Numerical Investigation of Fluid Flow Through Catalytic Converter using Topological Changes.

Abstract

In the current scenario Air pollution and global warming are the major issues in the world. And the emissions from internal combustion engine contribute more amount of air pollution. Catalytic converter plays an important role in reducing these harmful emissions, but the presence of catalytic converter increases the exhaust back pressure. This increase in back pressure causes increase in fuel consumption and decrease in the efficiency of engine. In this study, Numerical investigation is carried out in order to understand the flow through the catalytic converter using different topological changes. An attempt has been made to design and get the optimized back pressure of catalytic converter by using CFD software (Fluent). A CFD model K-epsilon turbulence model and porous media are utilized to simulate the flow through monolithic ceramic substrate. The analysis involved determining back pressure across the converter system for a given mass flow rate.
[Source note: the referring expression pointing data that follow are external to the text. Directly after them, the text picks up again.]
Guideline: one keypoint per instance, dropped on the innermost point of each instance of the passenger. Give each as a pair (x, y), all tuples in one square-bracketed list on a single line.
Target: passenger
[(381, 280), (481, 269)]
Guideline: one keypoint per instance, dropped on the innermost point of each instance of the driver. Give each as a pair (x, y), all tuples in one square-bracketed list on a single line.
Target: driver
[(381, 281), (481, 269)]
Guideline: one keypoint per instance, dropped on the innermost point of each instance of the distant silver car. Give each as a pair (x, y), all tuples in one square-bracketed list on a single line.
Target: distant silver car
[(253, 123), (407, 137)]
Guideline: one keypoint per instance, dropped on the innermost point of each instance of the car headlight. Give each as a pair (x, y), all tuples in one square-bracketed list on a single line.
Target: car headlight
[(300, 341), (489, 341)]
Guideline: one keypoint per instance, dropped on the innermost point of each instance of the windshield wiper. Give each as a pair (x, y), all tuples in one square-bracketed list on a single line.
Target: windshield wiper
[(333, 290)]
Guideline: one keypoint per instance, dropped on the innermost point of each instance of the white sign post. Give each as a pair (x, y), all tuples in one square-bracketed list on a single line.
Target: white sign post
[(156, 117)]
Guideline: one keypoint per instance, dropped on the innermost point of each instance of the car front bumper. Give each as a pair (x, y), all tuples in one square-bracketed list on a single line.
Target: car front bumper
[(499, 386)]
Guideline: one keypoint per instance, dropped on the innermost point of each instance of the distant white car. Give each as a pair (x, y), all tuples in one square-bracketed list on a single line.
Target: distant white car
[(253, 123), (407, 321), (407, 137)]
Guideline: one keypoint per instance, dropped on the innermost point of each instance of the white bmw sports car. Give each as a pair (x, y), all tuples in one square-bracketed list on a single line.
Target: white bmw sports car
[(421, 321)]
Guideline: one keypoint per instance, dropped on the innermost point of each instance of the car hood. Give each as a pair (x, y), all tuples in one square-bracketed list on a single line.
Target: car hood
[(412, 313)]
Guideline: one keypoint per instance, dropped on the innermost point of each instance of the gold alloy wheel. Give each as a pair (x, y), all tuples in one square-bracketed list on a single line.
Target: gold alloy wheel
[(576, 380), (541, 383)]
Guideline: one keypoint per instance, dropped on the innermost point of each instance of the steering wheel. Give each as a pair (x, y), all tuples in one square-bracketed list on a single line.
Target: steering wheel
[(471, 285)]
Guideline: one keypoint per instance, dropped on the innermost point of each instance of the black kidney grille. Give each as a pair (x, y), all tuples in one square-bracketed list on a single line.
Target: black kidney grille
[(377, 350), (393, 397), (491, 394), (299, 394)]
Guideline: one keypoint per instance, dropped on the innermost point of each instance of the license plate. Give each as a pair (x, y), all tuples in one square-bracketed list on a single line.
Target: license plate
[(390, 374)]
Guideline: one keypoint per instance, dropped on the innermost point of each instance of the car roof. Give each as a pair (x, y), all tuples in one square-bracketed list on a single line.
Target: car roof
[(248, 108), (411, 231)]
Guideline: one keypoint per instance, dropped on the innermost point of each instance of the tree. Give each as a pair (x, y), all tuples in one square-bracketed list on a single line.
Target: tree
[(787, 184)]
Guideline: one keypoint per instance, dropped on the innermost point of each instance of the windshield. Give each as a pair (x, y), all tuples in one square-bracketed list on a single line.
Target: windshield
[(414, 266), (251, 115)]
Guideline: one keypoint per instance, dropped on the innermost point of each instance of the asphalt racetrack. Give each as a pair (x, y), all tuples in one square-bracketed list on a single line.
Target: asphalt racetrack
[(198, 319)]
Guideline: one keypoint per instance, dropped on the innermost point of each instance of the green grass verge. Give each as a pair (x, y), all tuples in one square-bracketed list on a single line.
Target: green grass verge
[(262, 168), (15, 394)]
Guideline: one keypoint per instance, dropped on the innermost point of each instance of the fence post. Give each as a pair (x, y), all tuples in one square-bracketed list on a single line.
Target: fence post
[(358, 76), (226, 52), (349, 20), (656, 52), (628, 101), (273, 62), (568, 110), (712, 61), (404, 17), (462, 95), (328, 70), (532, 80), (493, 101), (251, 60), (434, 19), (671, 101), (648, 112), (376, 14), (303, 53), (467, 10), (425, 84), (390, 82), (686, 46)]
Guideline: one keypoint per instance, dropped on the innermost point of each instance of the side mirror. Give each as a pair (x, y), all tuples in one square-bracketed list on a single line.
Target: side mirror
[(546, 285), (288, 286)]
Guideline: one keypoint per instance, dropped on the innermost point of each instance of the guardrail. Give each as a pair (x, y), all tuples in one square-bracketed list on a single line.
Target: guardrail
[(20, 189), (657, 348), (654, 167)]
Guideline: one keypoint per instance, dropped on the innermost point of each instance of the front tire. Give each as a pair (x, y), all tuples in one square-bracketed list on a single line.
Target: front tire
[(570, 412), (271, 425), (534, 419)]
In CFD analysis various models with different topological changes such as Inlet cone diameter (90mm,95mm,100mm), inlet Cone angle (90^o,45^o,23^o) Cone length (25mm,65mm,65mm) were simulated using the appropriate boundary conditions and fluid properties specified to the system with suitable assumptions. The numerical results were studied to get the optimized back pressure at inlet of the converter and it is found to be at 100mm cone diameter and cone angle 23^o.